Mark Murray did come up with something
promising early this year. When scanning the online
editions of overseas papers, he found a small article
from September 2003. It was about a young woman
who had been raped and strangled on a beach in
Cyprus, near the port of Limassol. Her attacker has
never been caught. She was a nineteen-year-old English
tourist from Leeds. The body had been dumped in the
sea. The photograph of her which scrolled down on
Mark's screen showed an English rose — an almost-chubby
redhead. But there were enough similarities to
our case to spark Mark's interest and make him print
everything out and add it to the files (
Exhibit
135).

Limassol is a major sea-port where sailors come
and go on every tide. On a whim, Mark got shipping
manifests for Limassol for the week that the girl was
murdered. They weren't available online and he had
to send away to the Cyprus Ports Authority for hard
copies and pay an administration fee. When the papers
finally turned up in the mail months later, there were
pages and pages of tightly packed names of ships, and
details of dates and weights, all in columns. Hundreds
of ships had come and gone around the time the
girl was murdered. Among them, though, was the
container ship
Gerd Maersk
, owned by the Maersk
shipping company, and registered in Copenhagen.
It had berthed in Limassol three days before the girl
was murdered and left the morning after. There was
nothing strange or suspicious about that in itself and
the fact would have gone unnoticed by most people.
But Mark Murray is a smart cookie: he remembered
that in late 2003, the first mate of the
Gerd Maersk
was
Pete Marshall's big brother, Tony.

It's probably the most random of coincidences
that brought a man from down the Spit, now working
on the other side of the world, close to the scene of
another young woman's waveside strangling. As
we've discovered over the years, theories are made
to be disproved. But as far as theories go, it's an
interesting one.

We've grown good at biding our time. We've got
our bar and our pool table and our files. We can wait
until Tony Marshall berths again in Lyttelton, and
then we'll do another interview.

So who killed Lucy Asher?

Despite the thread of hope that Tony Marshall
offers, we have to conclude that we may never know
for certain. All we do know is that it's impossible for
any of us to remember a time before we found Lucy.
For better or worse our search for her killer, our search
for her, defines us. The case, and everything connected
to it, has become as familiar and real to us as our
own hand, leg or eye. In fact, it is more real, because
it is closer to our core. Certainly, it will be harder to
remove should it turn out in the final reckoning to be,
like poor old Pete's balls, cancerous.

Since Pete's funeral, Jim and Al have stopped
meeting with the rest of us. Tug Gardiner has sold
his parents' house and has moved out to the western
suburbs. He now lives in a new brick and plaster place
in a subdivision of almost identical houses. We helped
him shift the little furniture he chose to keep into a
rented truck, and since then we haven't seen much of
him either. He claims that he doesn't miss the Spit.

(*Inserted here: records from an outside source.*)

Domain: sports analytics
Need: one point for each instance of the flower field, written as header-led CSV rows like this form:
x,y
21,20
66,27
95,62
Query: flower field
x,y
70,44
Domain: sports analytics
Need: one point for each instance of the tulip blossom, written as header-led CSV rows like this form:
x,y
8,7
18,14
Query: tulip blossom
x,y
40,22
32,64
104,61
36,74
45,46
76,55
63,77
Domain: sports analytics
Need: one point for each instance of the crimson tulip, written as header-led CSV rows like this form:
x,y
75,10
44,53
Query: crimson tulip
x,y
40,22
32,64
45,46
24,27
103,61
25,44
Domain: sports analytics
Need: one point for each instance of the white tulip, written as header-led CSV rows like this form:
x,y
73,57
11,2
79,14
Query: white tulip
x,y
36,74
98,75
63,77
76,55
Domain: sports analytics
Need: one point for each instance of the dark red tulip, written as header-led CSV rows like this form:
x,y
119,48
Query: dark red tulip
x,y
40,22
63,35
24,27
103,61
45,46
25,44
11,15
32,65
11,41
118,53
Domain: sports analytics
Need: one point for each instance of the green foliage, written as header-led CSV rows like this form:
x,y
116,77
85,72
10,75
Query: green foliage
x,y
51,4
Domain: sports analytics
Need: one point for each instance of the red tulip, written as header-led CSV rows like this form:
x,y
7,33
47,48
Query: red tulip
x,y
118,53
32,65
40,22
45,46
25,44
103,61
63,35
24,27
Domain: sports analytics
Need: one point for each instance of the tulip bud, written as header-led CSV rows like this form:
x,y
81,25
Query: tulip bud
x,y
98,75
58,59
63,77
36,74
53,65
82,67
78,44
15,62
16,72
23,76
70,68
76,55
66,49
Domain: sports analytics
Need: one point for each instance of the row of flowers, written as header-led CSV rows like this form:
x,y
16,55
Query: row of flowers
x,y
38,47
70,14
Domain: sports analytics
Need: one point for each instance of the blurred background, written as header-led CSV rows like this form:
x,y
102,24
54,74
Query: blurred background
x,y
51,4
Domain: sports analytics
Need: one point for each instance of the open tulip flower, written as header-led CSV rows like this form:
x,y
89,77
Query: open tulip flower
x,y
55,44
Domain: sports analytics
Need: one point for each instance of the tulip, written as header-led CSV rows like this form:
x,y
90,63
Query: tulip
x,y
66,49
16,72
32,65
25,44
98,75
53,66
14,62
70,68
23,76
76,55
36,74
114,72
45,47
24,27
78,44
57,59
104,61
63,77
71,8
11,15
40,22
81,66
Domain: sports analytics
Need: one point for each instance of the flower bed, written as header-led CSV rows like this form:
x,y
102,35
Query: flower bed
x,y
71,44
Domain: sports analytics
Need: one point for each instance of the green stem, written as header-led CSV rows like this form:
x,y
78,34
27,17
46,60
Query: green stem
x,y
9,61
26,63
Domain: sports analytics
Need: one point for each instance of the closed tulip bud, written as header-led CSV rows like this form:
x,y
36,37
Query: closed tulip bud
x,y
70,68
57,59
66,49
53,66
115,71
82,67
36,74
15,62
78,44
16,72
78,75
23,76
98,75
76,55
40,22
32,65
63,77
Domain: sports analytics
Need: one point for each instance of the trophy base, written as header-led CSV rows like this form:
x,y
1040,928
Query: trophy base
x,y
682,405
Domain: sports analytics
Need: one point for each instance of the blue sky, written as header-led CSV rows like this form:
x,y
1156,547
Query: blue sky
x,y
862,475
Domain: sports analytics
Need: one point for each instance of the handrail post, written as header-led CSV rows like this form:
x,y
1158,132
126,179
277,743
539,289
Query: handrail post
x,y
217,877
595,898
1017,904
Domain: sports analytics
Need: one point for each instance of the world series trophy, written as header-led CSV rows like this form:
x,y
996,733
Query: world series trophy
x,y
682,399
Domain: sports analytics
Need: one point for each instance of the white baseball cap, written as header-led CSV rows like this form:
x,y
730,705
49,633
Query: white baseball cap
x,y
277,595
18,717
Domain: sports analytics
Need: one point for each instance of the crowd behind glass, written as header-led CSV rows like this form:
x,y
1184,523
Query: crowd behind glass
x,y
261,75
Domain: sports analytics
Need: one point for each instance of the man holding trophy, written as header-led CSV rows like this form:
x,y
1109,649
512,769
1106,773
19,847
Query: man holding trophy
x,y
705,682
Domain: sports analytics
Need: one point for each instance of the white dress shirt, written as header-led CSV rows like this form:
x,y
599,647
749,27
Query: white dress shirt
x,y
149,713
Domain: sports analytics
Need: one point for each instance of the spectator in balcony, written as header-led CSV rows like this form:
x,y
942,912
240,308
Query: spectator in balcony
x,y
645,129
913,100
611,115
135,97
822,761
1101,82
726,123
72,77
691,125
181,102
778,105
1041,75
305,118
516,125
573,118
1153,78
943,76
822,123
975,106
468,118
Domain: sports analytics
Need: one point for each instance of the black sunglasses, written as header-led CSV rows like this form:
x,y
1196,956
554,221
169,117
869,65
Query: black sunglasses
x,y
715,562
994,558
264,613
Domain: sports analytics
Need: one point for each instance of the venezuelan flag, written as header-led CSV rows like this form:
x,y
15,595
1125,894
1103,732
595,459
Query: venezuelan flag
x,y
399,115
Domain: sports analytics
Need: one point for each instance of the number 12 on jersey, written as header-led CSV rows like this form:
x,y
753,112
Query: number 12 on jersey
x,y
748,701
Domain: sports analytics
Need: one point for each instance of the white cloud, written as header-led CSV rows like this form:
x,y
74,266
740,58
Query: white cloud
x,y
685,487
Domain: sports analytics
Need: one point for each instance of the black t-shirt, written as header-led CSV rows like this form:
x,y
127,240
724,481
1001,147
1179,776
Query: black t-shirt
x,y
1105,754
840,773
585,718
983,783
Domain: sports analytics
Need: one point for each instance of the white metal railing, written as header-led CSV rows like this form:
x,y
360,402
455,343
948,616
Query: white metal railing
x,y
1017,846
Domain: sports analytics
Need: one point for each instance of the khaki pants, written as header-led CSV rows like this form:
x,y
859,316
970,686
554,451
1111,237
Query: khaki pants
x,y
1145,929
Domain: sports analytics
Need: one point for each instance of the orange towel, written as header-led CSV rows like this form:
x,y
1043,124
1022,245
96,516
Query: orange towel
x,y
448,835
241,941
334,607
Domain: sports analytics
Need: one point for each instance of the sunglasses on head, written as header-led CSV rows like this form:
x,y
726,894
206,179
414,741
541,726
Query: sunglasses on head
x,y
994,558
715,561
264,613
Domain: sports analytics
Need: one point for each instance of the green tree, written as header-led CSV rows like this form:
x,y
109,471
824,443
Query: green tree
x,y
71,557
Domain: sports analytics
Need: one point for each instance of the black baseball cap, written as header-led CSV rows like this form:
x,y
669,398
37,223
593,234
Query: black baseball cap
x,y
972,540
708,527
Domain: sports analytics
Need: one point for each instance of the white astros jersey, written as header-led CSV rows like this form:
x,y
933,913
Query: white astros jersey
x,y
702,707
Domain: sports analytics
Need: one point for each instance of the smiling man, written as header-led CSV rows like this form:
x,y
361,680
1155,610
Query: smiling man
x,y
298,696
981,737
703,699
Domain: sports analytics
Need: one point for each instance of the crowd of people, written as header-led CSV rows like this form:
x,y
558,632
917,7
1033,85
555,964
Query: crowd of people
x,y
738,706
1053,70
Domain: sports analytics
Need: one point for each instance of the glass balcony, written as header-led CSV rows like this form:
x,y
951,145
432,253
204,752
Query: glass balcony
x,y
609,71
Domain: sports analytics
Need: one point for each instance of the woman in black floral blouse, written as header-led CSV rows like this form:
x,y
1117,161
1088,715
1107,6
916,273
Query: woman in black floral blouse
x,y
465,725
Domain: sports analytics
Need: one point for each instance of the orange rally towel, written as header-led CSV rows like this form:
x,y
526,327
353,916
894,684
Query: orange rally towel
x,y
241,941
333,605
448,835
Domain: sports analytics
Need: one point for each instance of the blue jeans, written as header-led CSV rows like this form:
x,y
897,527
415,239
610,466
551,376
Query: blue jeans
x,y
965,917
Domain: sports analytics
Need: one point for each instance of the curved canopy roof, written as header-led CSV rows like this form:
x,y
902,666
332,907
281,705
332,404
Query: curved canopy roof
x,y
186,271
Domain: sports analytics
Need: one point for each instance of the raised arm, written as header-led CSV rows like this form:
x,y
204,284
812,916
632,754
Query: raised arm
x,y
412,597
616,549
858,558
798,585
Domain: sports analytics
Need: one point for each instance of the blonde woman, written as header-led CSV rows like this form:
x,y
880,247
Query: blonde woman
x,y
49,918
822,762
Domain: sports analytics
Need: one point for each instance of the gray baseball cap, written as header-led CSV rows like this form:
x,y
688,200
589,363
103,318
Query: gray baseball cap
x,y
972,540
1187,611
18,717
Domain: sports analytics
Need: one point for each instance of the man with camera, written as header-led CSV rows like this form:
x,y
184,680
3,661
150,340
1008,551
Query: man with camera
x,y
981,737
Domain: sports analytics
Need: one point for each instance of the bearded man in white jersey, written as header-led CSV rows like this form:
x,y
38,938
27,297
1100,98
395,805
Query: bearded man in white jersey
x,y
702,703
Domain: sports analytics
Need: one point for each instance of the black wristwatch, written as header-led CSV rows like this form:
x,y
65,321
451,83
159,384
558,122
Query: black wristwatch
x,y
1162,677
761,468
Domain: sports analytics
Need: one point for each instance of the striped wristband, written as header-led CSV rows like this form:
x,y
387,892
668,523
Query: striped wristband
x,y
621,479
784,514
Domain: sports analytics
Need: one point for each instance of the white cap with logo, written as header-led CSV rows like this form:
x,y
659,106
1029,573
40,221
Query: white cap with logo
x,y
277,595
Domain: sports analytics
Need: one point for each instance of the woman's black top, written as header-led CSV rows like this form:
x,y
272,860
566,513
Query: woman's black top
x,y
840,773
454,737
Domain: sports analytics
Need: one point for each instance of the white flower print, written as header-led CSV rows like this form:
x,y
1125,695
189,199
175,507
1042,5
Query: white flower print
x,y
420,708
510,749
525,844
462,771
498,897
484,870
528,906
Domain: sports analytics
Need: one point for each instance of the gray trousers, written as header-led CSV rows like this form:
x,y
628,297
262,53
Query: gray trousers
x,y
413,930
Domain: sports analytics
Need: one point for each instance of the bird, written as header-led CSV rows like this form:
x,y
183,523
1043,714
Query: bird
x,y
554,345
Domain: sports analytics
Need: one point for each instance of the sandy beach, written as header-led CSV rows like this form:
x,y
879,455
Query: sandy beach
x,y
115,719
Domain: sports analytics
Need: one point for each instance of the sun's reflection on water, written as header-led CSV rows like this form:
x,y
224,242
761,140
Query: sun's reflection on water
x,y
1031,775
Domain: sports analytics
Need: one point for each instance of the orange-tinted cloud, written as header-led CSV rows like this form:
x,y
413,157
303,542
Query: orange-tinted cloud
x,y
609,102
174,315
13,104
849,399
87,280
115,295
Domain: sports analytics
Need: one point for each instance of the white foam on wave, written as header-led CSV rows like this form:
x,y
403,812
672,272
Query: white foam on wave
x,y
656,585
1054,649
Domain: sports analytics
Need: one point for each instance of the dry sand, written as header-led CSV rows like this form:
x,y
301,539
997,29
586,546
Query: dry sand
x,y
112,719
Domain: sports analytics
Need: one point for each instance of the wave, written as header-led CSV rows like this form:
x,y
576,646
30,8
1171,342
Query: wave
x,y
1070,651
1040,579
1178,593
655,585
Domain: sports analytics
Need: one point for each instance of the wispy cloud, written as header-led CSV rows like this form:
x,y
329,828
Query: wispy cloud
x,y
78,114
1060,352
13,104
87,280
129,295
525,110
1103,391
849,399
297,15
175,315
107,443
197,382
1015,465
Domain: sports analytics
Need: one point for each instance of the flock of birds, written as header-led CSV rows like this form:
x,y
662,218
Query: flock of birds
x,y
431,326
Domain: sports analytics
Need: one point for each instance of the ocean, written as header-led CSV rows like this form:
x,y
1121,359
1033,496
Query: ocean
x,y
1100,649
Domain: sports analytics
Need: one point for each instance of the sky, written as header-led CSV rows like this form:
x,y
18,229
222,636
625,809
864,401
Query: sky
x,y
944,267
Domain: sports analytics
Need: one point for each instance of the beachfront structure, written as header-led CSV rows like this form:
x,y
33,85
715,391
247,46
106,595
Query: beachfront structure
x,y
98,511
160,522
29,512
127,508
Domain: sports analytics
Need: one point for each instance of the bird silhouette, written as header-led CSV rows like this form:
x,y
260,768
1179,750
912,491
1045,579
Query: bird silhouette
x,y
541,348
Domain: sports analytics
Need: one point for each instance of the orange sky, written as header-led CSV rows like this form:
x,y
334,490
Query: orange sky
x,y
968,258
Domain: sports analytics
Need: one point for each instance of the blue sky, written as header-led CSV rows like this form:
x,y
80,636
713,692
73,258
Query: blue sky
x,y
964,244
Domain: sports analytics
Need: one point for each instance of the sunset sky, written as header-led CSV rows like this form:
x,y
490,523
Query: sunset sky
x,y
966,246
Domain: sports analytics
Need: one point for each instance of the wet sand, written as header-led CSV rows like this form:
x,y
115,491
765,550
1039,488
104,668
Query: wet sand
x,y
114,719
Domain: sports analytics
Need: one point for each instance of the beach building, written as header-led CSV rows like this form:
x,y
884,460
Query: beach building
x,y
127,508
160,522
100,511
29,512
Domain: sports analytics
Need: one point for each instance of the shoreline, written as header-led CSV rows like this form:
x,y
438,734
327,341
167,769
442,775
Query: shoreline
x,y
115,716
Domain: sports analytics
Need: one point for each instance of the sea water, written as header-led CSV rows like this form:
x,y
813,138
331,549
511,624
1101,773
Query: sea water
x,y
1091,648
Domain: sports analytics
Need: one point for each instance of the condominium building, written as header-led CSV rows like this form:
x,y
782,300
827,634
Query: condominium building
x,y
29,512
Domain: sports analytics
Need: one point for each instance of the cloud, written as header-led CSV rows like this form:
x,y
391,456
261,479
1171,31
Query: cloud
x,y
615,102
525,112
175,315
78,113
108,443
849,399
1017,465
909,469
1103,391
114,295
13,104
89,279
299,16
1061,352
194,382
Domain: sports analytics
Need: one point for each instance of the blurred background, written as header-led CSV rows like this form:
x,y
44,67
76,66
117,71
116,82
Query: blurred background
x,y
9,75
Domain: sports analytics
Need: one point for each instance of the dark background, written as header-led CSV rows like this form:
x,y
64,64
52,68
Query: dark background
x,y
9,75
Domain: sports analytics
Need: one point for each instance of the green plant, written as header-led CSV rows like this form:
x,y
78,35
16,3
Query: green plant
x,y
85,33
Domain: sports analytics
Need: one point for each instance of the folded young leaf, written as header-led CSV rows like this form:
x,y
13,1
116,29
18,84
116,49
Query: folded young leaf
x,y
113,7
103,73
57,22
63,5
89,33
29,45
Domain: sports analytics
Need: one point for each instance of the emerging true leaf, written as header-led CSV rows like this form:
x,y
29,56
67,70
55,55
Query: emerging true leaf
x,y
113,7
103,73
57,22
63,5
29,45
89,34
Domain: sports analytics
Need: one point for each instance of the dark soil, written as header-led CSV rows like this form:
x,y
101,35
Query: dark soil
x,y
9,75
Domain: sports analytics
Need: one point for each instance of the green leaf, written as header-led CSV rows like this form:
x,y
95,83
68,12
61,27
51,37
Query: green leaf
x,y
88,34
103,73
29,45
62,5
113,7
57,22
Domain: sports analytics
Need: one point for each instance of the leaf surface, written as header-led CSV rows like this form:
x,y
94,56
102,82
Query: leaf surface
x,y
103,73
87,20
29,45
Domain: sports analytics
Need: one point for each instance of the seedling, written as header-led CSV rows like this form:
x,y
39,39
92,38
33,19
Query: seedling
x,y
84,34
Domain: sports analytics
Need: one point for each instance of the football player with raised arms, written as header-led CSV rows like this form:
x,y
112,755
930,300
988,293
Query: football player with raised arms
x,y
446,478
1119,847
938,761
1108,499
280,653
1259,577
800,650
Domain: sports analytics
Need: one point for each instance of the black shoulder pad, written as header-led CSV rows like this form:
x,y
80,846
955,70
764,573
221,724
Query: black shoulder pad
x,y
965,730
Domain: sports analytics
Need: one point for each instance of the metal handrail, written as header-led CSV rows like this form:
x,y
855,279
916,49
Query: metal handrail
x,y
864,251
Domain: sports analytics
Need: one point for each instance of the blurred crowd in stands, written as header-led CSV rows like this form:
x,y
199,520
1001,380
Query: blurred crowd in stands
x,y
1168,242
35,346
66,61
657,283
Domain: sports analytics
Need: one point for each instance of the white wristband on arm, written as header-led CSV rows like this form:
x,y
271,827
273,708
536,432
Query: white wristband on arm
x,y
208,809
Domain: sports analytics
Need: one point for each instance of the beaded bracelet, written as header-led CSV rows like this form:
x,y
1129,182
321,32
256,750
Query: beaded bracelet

Whether any of us can truly put our shared history
behind us for good is questionable. We suspect that
Jim and Al and Tug will be back, given time. Perhaps
they don't really have any choice in the matter. Perhaps
we are like the dolls that Lucy's father launched out
into the Pacific: always sailing at the whim of the tides
and the prevailing winds, course and purpose only an
illusion.

Our files of evidence are bulging and our shelves
sag, but in the early morning hours when we
can't sleep, or during one of those endless Sunday
afternoons when it's overcast and raining outside and
there's nothing on the box, doubts inevitably bubble to
the surface of our minds. As we drive yet again from
our homes to the lock-up, we can't help but wonder if
we're just wasting our time. On the bad days we are
filled with doubt. Then it seems entirely possible to
us that our own lives are adrift — that we have spent
the best years searching, and yet have gone nowhere
that we planned, and know nothing for certain. As the
lights of the lock-up flicker back on, and we move to
relight the candle beneath the photograph of a smiling
Lucy Asher, we sometimes find it hard to hold on to
our faith.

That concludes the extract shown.